Transgender status in New Zealand can currently impact on a child's right to an education. Failure to recognise when a child legally changes gender, being forced to use the wrong toilets, and bullying are problems. Youth 19 research report showed transgender students were five times as likely to be bullied on a weekly basis than their cisgender counterparts. Some transgender children have been forced to leave schools, or find there is no school that will accept them.   Bullying is a significant problem for transgender students, reported as being almost 5 times higher than that experienced by non-transgender students.  Problems like being assigned a uniform for a gender a child doesn't identify with, pressure from the school to wear it, and being forced to wear that uniform as a punishment have been reported to the Human Rights Commission.

In 2012 a health survey was undertaken of 8,500 New Zealand secondary school students, and discovered that approximately 4% were either transgender or unsure about their gender. 40% of those students who identified as transgender indicated significant depressive symptoms and one in five had attempted suicide in the last year.

Civil and political rights 

Legally changing names and sex / gender identity on official documentation can be a large barrier to transgender people in New Zealand depending on the type of document. Documents such as passports and birth certificates, changing names at schools and universities has often been difficult in the past, and could cause problems for transgender people in the future when their academic record and degree is issued in another name, but changes have been made in the recent years to ease such barriers. Counting Ourselves (2019) report showed over 80% of transgender people in New Zealand had an incorrect gender marker on their birth certificate.

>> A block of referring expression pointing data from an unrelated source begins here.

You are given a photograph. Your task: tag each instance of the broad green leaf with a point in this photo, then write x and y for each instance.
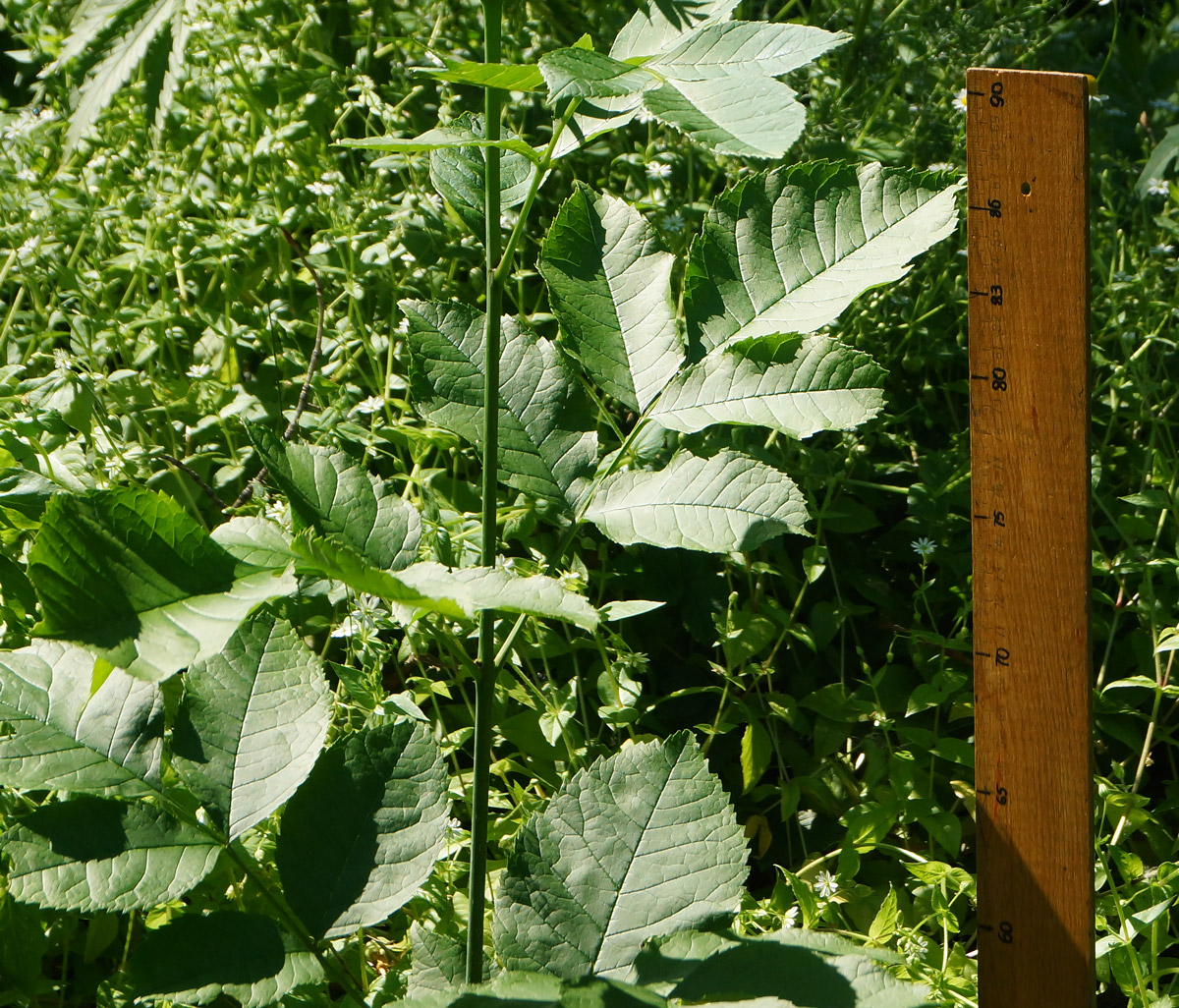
(23, 943)
(610, 287)
(256, 541)
(440, 137)
(504, 76)
(777, 971)
(660, 25)
(788, 251)
(129, 575)
(747, 117)
(97, 854)
(547, 442)
(459, 175)
(25, 492)
(252, 723)
(799, 388)
(335, 561)
(657, 27)
(340, 500)
(124, 54)
(437, 962)
(585, 74)
(720, 89)
(427, 587)
(196, 959)
(361, 835)
(716, 504)
(638, 844)
(75, 723)
(740, 50)
(493, 588)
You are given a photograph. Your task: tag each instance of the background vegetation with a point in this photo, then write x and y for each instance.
(150, 306)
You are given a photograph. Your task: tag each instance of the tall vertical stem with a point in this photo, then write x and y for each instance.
(484, 695)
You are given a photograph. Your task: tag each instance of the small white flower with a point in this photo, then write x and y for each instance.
(278, 511)
(914, 947)
(371, 405)
(673, 222)
(826, 884)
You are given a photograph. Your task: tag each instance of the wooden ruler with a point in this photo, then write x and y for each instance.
(1027, 164)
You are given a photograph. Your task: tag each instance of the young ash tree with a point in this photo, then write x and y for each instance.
(184, 725)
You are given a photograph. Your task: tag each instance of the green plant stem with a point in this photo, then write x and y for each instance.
(484, 693)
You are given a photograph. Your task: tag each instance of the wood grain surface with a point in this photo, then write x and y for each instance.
(1027, 164)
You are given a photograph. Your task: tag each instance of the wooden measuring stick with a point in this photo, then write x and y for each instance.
(1027, 166)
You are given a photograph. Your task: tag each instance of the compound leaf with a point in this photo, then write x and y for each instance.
(131, 576)
(97, 854)
(75, 723)
(788, 251)
(584, 74)
(731, 50)
(610, 287)
(334, 495)
(459, 174)
(363, 832)
(547, 443)
(193, 960)
(796, 387)
(714, 504)
(748, 117)
(636, 846)
(252, 723)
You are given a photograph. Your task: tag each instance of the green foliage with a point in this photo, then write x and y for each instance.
(669, 311)
(636, 846)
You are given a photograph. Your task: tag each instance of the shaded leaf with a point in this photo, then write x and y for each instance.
(196, 959)
(547, 442)
(610, 287)
(77, 724)
(339, 499)
(787, 252)
(130, 575)
(778, 971)
(123, 56)
(437, 962)
(584, 74)
(717, 504)
(754, 117)
(459, 175)
(252, 723)
(504, 76)
(363, 832)
(638, 844)
(103, 854)
(796, 387)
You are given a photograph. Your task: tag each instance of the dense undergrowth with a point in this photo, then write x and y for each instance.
(163, 288)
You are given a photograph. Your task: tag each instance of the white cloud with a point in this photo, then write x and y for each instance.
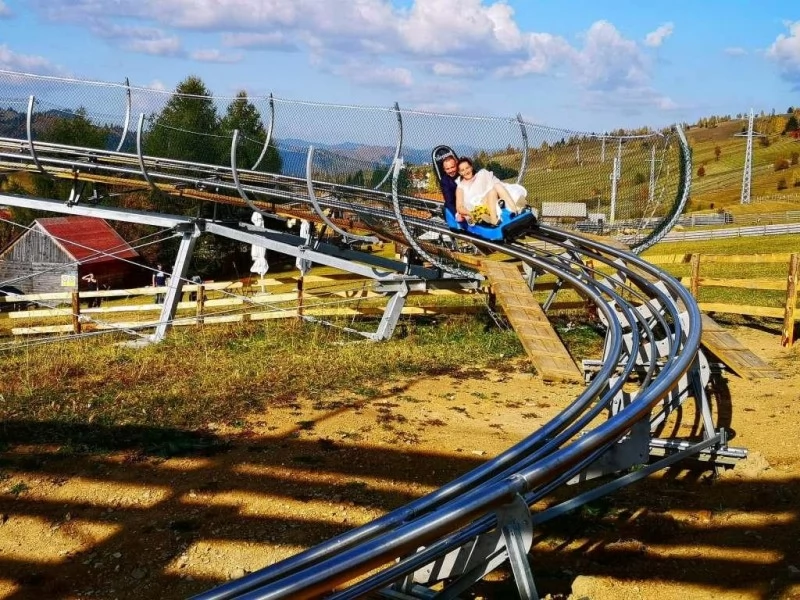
(608, 61)
(438, 27)
(357, 39)
(145, 40)
(545, 53)
(275, 40)
(735, 51)
(785, 51)
(374, 75)
(26, 63)
(654, 39)
(163, 46)
(448, 69)
(215, 56)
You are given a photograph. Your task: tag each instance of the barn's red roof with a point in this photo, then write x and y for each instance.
(87, 239)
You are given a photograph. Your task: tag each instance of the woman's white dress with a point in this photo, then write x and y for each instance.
(475, 189)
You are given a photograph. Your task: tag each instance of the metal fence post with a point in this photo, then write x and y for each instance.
(787, 339)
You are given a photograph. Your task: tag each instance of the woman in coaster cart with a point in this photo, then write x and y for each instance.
(478, 195)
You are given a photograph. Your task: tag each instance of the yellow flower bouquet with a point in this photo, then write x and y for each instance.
(479, 214)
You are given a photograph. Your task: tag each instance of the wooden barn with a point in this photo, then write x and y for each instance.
(56, 253)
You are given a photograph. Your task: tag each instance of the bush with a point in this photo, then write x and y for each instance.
(500, 171)
(781, 164)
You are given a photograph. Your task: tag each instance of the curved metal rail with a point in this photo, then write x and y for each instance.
(646, 313)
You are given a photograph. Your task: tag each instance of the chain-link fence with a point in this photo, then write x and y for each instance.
(598, 183)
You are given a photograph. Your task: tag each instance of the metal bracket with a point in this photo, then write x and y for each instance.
(317, 209)
(31, 148)
(397, 149)
(268, 138)
(524, 162)
(127, 122)
(391, 315)
(511, 539)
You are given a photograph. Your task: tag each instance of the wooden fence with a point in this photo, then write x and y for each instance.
(236, 296)
(241, 301)
(695, 281)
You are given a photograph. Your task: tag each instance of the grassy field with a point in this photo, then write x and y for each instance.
(579, 171)
(745, 271)
(221, 373)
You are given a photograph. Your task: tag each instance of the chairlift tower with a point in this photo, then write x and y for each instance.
(651, 189)
(747, 174)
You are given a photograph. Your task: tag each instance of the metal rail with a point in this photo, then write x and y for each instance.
(646, 313)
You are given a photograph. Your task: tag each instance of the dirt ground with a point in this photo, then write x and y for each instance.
(135, 525)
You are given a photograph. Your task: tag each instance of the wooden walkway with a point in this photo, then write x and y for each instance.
(540, 341)
(735, 355)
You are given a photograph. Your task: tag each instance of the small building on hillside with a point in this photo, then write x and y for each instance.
(563, 212)
(56, 253)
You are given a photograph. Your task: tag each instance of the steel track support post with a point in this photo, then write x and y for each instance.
(510, 540)
(518, 557)
(175, 286)
(391, 315)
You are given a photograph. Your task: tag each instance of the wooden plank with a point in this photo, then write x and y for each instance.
(742, 309)
(733, 353)
(541, 343)
(790, 314)
(753, 284)
(747, 258)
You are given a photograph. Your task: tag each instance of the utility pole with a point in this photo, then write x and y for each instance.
(651, 192)
(747, 174)
(615, 172)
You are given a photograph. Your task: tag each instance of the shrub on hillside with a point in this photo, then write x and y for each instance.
(781, 164)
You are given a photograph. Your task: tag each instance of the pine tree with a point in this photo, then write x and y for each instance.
(244, 116)
(188, 127)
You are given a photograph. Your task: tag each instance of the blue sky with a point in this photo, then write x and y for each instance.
(585, 65)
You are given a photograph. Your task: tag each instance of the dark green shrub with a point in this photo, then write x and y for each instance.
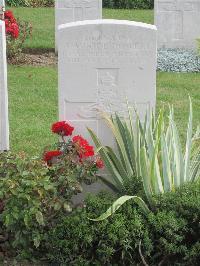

The process for legally changing ones sex on legal documents differ depending on the type of document. To change sex marker on a birth certificate, the applicant must show that they have undergone "permanent medical changes".  In the past this has been interpreted as meaning that a transgender person who has not had genital reconstruction surgery cannot change their sex on their birth certificate, but this has since been updated to be a case-by-case assessment, therefore full genital reconstruction surgery may not always be necessary. When the Births, Deaths, Marriages, and Relationships Registration Act 2021 comes into force in 2023, applicants who were born in New Zealand will be able to change the sex marker on their birth certificate by applying to the Registrar of Births, Deaths and Marriages, along with a statutory declaration of their gender identity and paying the prescribed fee. Minors under 18 will also need consent of their legal guardian or a letter of recommendation from a suitable third party (such as, but not limited to, a health professional) that the minor gives informed consent to changing their sex marker.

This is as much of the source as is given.